Collecting sales tax from organizations that don’t currently pay it wasn’t the only option on the table. The council also looked at closing loopholes in city code that leaves property like dredges (and, potentially, airplanes) untaxed if they’re in town only part of the year. Closing that loophole could mean additional fees for port users, or assessing a “pro rata” property tax based on how long a vessel is in town.

But it was all just talk at the work session; it will take weeks, or even months, before the council finalizes any plans to adjust how it collects sales tax.

Following the work session, the council breezed through business in a regular session, approving the third and final phase of planning for the town’s new museum, library, and cultural center, the Richard Foster Building.

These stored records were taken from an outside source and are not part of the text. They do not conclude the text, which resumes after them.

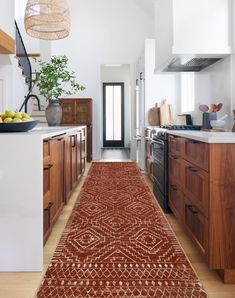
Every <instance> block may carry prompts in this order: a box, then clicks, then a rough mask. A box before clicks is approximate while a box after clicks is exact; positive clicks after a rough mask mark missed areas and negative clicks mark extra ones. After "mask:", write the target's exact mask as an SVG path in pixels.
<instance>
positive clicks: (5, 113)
mask: <svg viewBox="0 0 235 298" xmlns="http://www.w3.org/2000/svg"><path fill="white" fill-rule="evenodd" d="M5 115H6V116H7V118H13V117H14V116H15V112H13V111H11V110H6V111H5Z"/></svg>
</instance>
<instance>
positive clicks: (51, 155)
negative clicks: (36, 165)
mask: <svg viewBox="0 0 235 298" xmlns="http://www.w3.org/2000/svg"><path fill="white" fill-rule="evenodd" d="M64 152H65V139H64V138H58V139H53V140H51V161H52V164H53V167H52V169H51V183H52V185H51V188H52V192H51V202H52V203H53V207H52V208H51V220H52V223H54V222H55V221H56V219H57V218H58V216H59V214H60V212H61V210H62V209H63V205H64V201H65V199H64Z"/></svg>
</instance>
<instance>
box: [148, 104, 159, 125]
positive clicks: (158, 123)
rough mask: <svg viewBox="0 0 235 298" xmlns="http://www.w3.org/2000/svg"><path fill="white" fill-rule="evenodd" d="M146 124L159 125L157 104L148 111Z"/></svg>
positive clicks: (158, 110)
mask: <svg viewBox="0 0 235 298" xmlns="http://www.w3.org/2000/svg"><path fill="white" fill-rule="evenodd" d="M148 124H149V125H151V126H158V125H160V108H159V107H158V106H157V104H156V105H155V107H154V108H151V109H149V111H148Z"/></svg>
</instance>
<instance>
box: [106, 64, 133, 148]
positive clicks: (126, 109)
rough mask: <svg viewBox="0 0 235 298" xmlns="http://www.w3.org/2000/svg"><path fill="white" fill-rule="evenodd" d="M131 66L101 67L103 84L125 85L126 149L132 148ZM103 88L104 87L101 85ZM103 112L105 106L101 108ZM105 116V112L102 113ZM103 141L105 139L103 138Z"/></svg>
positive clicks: (127, 65)
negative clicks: (119, 66)
mask: <svg viewBox="0 0 235 298" xmlns="http://www.w3.org/2000/svg"><path fill="white" fill-rule="evenodd" d="M130 79H131V78H130V65H122V66H121V67H107V66H102V67H101V82H102V84H103V83H124V136H125V140H124V143H125V147H127V148H129V147H130V136H131V128H130V126H131V116H132V115H131V90H130V88H131V81H130ZM101 88H102V85H101ZM101 110H102V111H103V105H102V107H101ZM102 114H103V112H102ZM102 139H103V137H102Z"/></svg>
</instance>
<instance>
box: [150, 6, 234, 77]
mask: <svg viewBox="0 0 235 298" xmlns="http://www.w3.org/2000/svg"><path fill="white" fill-rule="evenodd" d="M212 10H213V13H211V11H212ZM229 11H230V0H156V1H155V15H156V19H155V29H156V30H155V38H156V61H155V62H156V65H155V73H159V72H199V71H202V70H203V69H205V68H207V67H209V66H211V65H212V64H214V63H216V62H218V61H220V60H221V59H223V58H224V57H226V56H228V55H230V54H231V52H232V47H231V30H230V29H231V28H230V27H229V26H230V24H231V20H230V18H231V16H230V14H229Z"/></svg>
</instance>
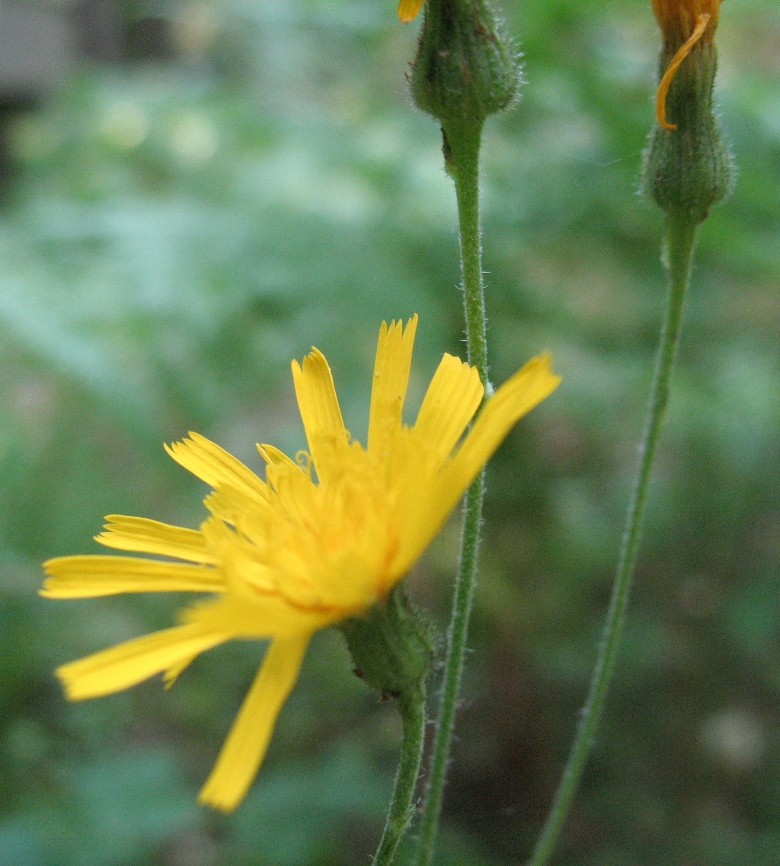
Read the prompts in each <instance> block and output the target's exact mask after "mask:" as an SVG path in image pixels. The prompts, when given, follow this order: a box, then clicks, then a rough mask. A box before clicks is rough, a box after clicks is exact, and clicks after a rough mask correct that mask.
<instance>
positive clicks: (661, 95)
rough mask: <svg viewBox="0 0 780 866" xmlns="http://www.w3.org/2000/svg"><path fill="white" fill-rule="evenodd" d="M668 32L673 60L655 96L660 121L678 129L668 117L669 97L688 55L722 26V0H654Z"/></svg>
mask: <svg viewBox="0 0 780 866" xmlns="http://www.w3.org/2000/svg"><path fill="white" fill-rule="evenodd" d="M651 2H652V4H653V11H654V12H655V17H656V19H657V21H658V24H659V25H660V27H661V31H662V33H663V36H664V50H665V53H667V54H670V55H671V61H670V62H669V64H668V66H667V67H666V71H665V72H664V74H663V76H662V77H661V82H660V84H659V85H658V91H657V93H656V99H655V110H656V117H657V118H658V123H659V124H660V125H661V126H662V127H663V128H664V129H669V130H672V129H677V127H676V126H675V125H674V124H673V123H669V121H668V120H667V119H666V97H667V95H668V93H669V88H670V86H671V84H672V81H673V80H674V76H675V75H676V74H677V70H678V69H679V68H680V66H681V65H682V63H683V61H684V60H685V58H686V57H687V56H688V55H689V54H690V53H691V51H693V49H694V48H695V47H696V46H697V45H699V44H701V45H705V44H707V43H711V42H712V41H713V39H714V37H715V29H716V28H717V26H718V11H719V9H720V4H721V0H651Z"/></svg>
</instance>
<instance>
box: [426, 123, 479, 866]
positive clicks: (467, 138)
mask: <svg viewBox="0 0 780 866" xmlns="http://www.w3.org/2000/svg"><path fill="white" fill-rule="evenodd" d="M443 132H444V137H445V138H444V141H445V147H444V150H445V158H446V160H447V167H448V171H449V173H450V174H451V176H452V178H453V180H454V181H455V193H456V196H457V202H458V228H459V233H460V257H461V269H462V274H463V301H464V308H465V318H466V340H467V345H468V360H469V363H470V364H472V365H473V366H475V367H476V368H477V370H478V371H479V377H480V379H481V380H482V384H483V385H484V386H485V390H486V394H489V390H490V386H489V383H488V377H487V325H486V320H485V293H484V284H483V282H482V246H481V228H480V215H479V148H480V141H481V136H482V124H481V123H479V124H478V125H465V124H464V125H463V126H459V125H454V124H451V125H450V124H448V125H445V128H444V130H443ZM484 494H485V479H484V471H483V472H480V474H479V476H478V477H477V478H476V479H475V480H474V482H473V483H472V484H471V486H470V487H469V489H468V492H467V493H466V501H465V505H464V509H463V524H462V531H461V551H460V561H459V564H458V574H457V578H456V582H455V592H454V596H453V601H452V614H451V617H450V624H449V628H448V631H447V653H446V656H445V660H444V681H443V686H442V694H441V702H440V704H439V718H438V721H437V725H436V735H435V738H434V743H433V755H432V758H431V766H430V774H429V779H428V789H427V795H426V799H425V805H424V807H423V816H422V820H421V822H420V832H419V841H418V855H417V856H418V859H417V864H418V866H429V864H430V863H431V860H432V859H433V853H434V848H435V844H436V834H437V830H438V826H439V817H440V815H441V807H442V795H443V791H444V782H445V777H446V772H447V762H448V760H449V753H450V747H451V745H452V733H453V728H454V724H455V711H456V709H457V704H458V693H459V691H460V681H461V676H462V673H463V661H464V657H465V653H466V640H467V636H468V625H469V619H470V617H471V607H472V602H473V598H474V579H475V574H476V569H477V557H478V553H479V543H480V529H481V524H482V502H483V499H484Z"/></svg>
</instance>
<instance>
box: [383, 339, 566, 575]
mask: <svg viewBox="0 0 780 866" xmlns="http://www.w3.org/2000/svg"><path fill="white" fill-rule="evenodd" d="M559 382H560V377H558V376H556V375H554V374H553V373H552V372H551V371H550V358H549V356H547V355H542V356H539V357H538V358H534V359H533V360H531V361H529V362H528V364H526V365H525V366H524V367H523V368H522V369H521V370H520V371H518V372H517V373H515V375H514V376H513V377H512V378H511V379H509V381H508V382H506V383H505V384H504V385H502V386H501V387H500V388H499V389H498V391H496V393H495V394H494V395H493V396H492V397H491V398H490V399H489V400H488V401H487V402H486V403H485V405H484V407H483V409H482V413H481V414H480V415H479V417H478V418H477V420H476V421H475V422H474V426H473V427H472V429H471V431H470V433H469V434H468V436H467V437H466V439H465V440H464V442H463V445H462V446H461V447H460V449H459V450H458V451H457V452H456V454H455V456H454V457H453V458H452V460H451V461H450V462H449V463H445V465H444V467H443V468H442V469H441V471H440V472H439V473H438V474H437V475H434V476H427V475H425V474H424V473H420V474H419V476H412V477H410V478H409V479H408V489H407V491H406V493H405V497H404V498H405V501H407V502H408V503H409V504H408V507H407V508H405V509H404V512H403V515H402V527H403V528H402V531H401V544H400V547H399V550H398V555H397V557H396V559H395V562H394V563H393V570H392V576H393V577H394V578H395V579H398V578H399V577H402V576H403V575H404V574H405V573H406V571H407V570H408V569H409V568H410V567H411V566H412V564H413V563H414V562H415V561H416V560H417V558H418V557H419V556H420V554H421V553H422V552H423V550H425V548H426V547H427V546H428V544H430V542H431V539H432V538H433V537H434V536H435V535H436V533H437V532H438V531H439V530H440V529H441V527H442V524H443V523H444V521H445V520H446V519H447V517H448V515H449V514H450V512H451V511H452V509H453V508H454V507H455V505H456V504H457V502H458V500H459V499H460V497H461V496H462V495H463V494H464V492H465V491H466V488H467V487H468V486H469V484H470V483H471V482H472V481H473V480H474V478H476V476H477V473H478V472H479V471H480V469H481V468H482V467H483V466H484V464H485V463H486V461H487V460H488V459H489V458H490V457H491V455H492V454H493V452H494V451H495V450H496V448H497V447H498V446H499V444H500V443H501V441H502V440H503V438H504V436H506V434H507V432H508V431H509V429H510V428H511V427H512V425H513V424H514V423H515V422H516V421H517V420H518V419H519V418H521V417H522V416H523V415H524V414H525V413H526V412H529V411H530V410H531V409H532V408H533V407H534V406H535V405H536V404H537V403H539V402H541V401H542V400H543V399H544V398H545V397H546V396H548V395H549V394H550V393H551V392H552V391H553V390H555V388H556V387H557V386H558V384H559ZM411 432H414V433H415V434H416V433H417V432H418V431H417V428H416V427H415V429H414V431H411ZM425 443H426V445H428V439H427V438H426V440H425Z"/></svg>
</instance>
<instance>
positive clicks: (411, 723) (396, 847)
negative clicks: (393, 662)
mask: <svg viewBox="0 0 780 866" xmlns="http://www.w3.org/2000/svg"><path fill="white" fill-rule="evenodd" d="M398 709H399V711H400V713H401V720H402V723H403V740H402V743H401V760H400V762H399V764H398V773H397V775H396V777H395V785H394V786H393V797H392V800H391V801H390V808H389V810H388V813H387V821H386V822H385V829H384V832H383V833H382V838H381V840H380V842H379V847H378V848H377V852H376V855H375V857H374V861H373V862H374V866H390V864H391V863H392V862H393V859H394V857H395V853H396V850H397V848H398V844H399V842H400V841H401V839H402V838H403V835H404V833H405V832H406V828H407V827H408V826H409V822H410V821H411V820H412V817H413V815H414V810H415V803H414V792H415V788H416V787H417V777H418V775H419V773H420V761H421V760H422V750H423V743H424V741H425V690H424V687H423V688H421V689H420V690H419V691H417V692H416V693H415V694H413V695H410V696H407V695H401V696H400V697H399V698H398Z"/></svg>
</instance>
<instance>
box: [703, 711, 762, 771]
mask: <svg viewBox="0 0 780 866" xmlns="http://www.w3.org/2000/svg"><path fill="white" fill-rule="evenodd" d="M700 740H701V744H702V746H703V747H704V749H705V751H707V752H708V753H709V754H710V756H711V757H712V758H713V759H714V760H715V761H717V762H718V763H719V764H721V765H722V766H723V767H725V768H726V769H728V770H732V771H733V772H737V773H747V772H750V771H751V770H754V769H755V768H756V767H757V766H758V765H759V764H760V763H761V759H762V758H763V756H764V752H765V750H766V735H765V733H764V728H763V725H762V724H761V721H760V720H759V719H758V718H756V716H755V715H754V714H753V713H751V712H750V711H749V710H747V709H744V708H742V707H733V708H731V709H728V710H723V711H722V712H720V713H716V714H715V715H713V716H710V717H709V718H708V719H707V720H706V721H705V722H704V724H703V725H702V728H701V732H700Z"/></svg>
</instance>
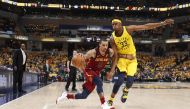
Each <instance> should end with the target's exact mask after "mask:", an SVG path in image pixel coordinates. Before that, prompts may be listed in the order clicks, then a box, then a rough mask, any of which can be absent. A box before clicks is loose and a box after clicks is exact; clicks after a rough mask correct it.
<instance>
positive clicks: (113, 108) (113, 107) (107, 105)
mask: <svg viewBox="0 0 190 109" xmlns="http://www.w3.org/2000/svg"><path fill="white" fill-rule="evenodd" d="M102 109H115V108H114V107H113V106H110V105H109V104H108V103H107V102H104V104H102Z"/></svg>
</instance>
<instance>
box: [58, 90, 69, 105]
mask: <svg viewBox="0 0 190 109" xmlns="http://www.w3.org/2000/svg"><path fill="white" fill-rule="evenodd" d="M64 99H67V92H63V93H62V95H61V96H60V97H58V98H57V100H56V104H57V103H58V102H60V101H62V100H64Z"/></svg>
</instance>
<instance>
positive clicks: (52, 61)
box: [0, 49, 190, 81]
mask: <svg viewBox="0 0 190 109" xmlns="http://www.w3.org/2000/svg"><path fill="white" fill-rule="evenodd" d="M27 54H28V59H27V68H26V71H27V72H31V73H36V74H38V75H39V80H40V81H43V76H44V74H45V73H44V71H43V66H44V65H45V64H46V63H45V61H46V60H48V63H49V65H50V66H51V70H50V73H49V81H66V80H67V78H68V72H67V68H66V61H67V55H66V54H65V53H62V52H57V53H51V52H28V53H27ZM137 59H138V72H137V73H136V75H135V79H136V81H189V80H190V58H189V56H188V55H182V56H177V55H170V56H165V57H156V56H151V55H144V54H138V55H137ZM0 69H8V70H12V53H11V51H9V50H8V49H2V50H1V52H0ZM108 69H109V66H108V67H107V68H105V70H104V73H103V76H105V73H106V72H107V71H109V70H108ZM105 71H106V72H105ZM103 78H105V77H103ZM77 80H78V81H83V80H84V77H83V74H82V73H81V72H79V71H78V73H77Z"/></svg>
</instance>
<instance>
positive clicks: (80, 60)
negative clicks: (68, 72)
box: [71, 53, 85, 68]
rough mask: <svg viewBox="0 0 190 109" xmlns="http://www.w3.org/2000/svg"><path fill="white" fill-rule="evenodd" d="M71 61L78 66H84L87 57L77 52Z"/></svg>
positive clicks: (81, 66) (82, 67) (79, 67)
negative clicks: (77, 52) (85, 56)
mask: <svg viewBox="0 0 190 109" xmlns="http://www.w3.org/2000/svg"><path fill="white" fill-rule="evenodd" d="M71 63H72V64H73V65H74V66H75V67H76V68H84V66H85V59H84V56H82V55H81V54H79V53H77V54H76V55H74V56H73V58H72V60H71Z"/></svg>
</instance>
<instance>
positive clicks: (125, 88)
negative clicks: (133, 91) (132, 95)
mask: <svg viewBox="0 0 190 109" xmlns="http://www.w3.org/2000/svg"><path fill="white" fill-rule="evenodd" d="M128 92H129V91H128V89H127V88H126V87H125V88H124V89H123V95H122V96H121V102H123V103H125V102H126V100H127V97H128Z"/></svg>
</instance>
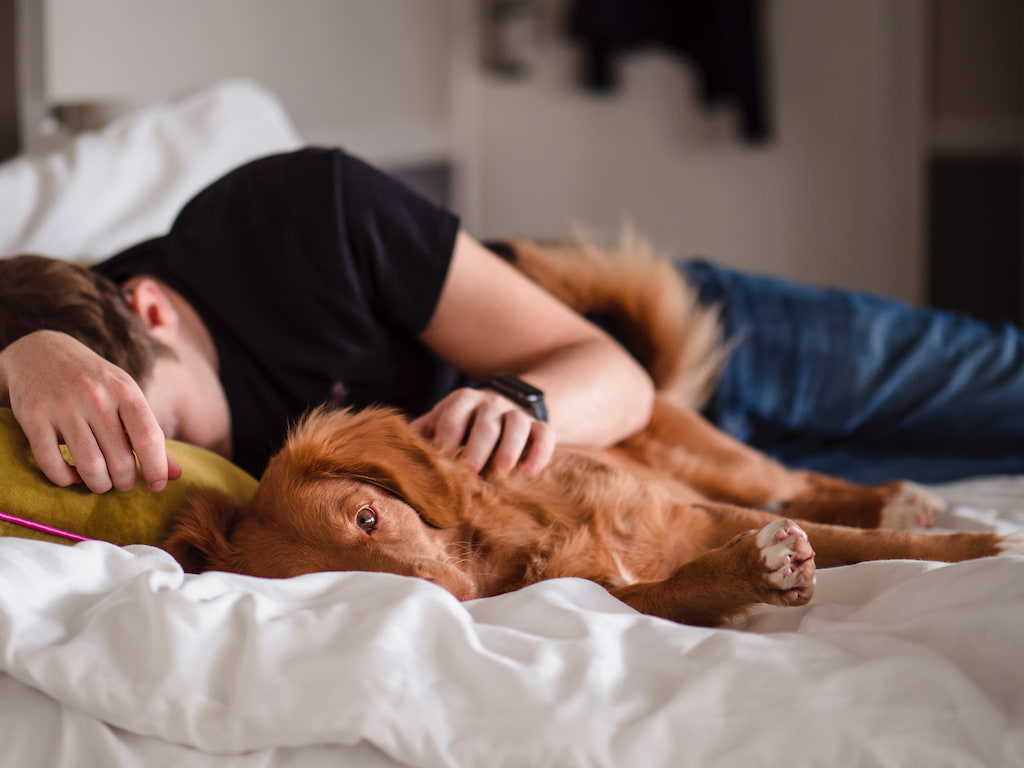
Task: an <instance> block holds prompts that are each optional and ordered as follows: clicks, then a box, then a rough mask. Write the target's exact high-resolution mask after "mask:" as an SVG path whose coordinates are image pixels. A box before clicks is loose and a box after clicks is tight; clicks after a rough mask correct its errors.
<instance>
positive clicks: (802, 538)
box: [756, 519, 814, 590]
mask: <svg viewBox="0 0 1024 768" xmlns="http://www.w3.org/2000/svg"><path fill="white" fill-rule="evenodd" d="M786 528H788V532H787V534H786V535H785V536H783V537H782V538H781V539H780V538H779V534H780V532H781V531H783V530H784V529H786ZM800 540H803V541H806V540H807V534H805V532H804V530H803V529H802V528H801V527H800V526H799V525H797V524H796V523H795V522H793V521H792V520H786V519H778V520H773V521H772V522H770V523H768V524H767V525H765V526H764V527H763V528H761V530H759V531H758V537H757V540H756V541H757V545H758V549H760V550H761V555H762V557H764V560H765V565H766V566H767V567H768V569H769V570H770V571H771V573H770V574H769V575H768V581H769V582H771V583H772V585H774V586H775V587H776V588H778V589H780V590H790V589H793V588H794V587H796V586H798V585H799V584H801V582H802V578H801V572H800V568H799V567H797V566H798V565H799V563H800V561H802V558H800V556H799V555H798V553H797V551H796V549H795V547H794V544H795V543H796V542H798V541H800ZM810 583H811V584H813V583H814V582H813V580H812V581H811V582H810Z"/></svg>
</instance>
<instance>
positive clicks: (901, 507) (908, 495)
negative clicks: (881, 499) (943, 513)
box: [880, 480, 949, 530]
mask: <svg viewBox="0 0 1024 768" xmlns="http://www.w3.org/2000/svg"><path fill="white" fill-rule="evenodd" d="M896 486H897V490H896V494H895V495H894V496H893V497H892V498H891V499H890V500H889V501H888V502H886V506H885V507H883V508H882V521H881V524H880V527H883V528H898V529H903V530H905V529H907V528H914V527H918V528H929V527H931V526H932V525H934V524H935V516H936V515H937V514H939V513H940V512H945V511H946V510H947V509H949V504H948V503H947V502H946V500H945V499H943V498H942V497H941V496H939V495H938V494H935V493H933V492H931V490H929V489H928V488H926V487H924V486H922V485H919V484H918V483H915V482H908V481H906V480H903V481H901V482H898V483H896Z"/></svg>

The council’s approval means $620,000 was released for additional work this year, but project manager Kendall Ghee with engineering firm Dowl HKM said there’s still a portion of the project’s $19 million price tag that has yet to be secured.

“The city [has] still about $300,000 left to fund their portion of the project,” Ghee said. Kawerak is partnering with the city to construct the building to house its Beringia Museum. Ghee said the nonprofit “has about $1.2 to $1.5 million which they need to get all of their stuff down.”

The unfunded gap won’t stop the project, Ghee said.

“We have the money for the building. You know, $300,000, there’s things that can be deferred, and that will be deferred. We have contingencies, so, we’re doing well.”

Ghee said site work and utilities are currently being built into the new facility, with materials now being brought to Nome for the building’s foundation and steel frame. He said that work should be in place before winter shutdown, with construction slated to resume in the spring.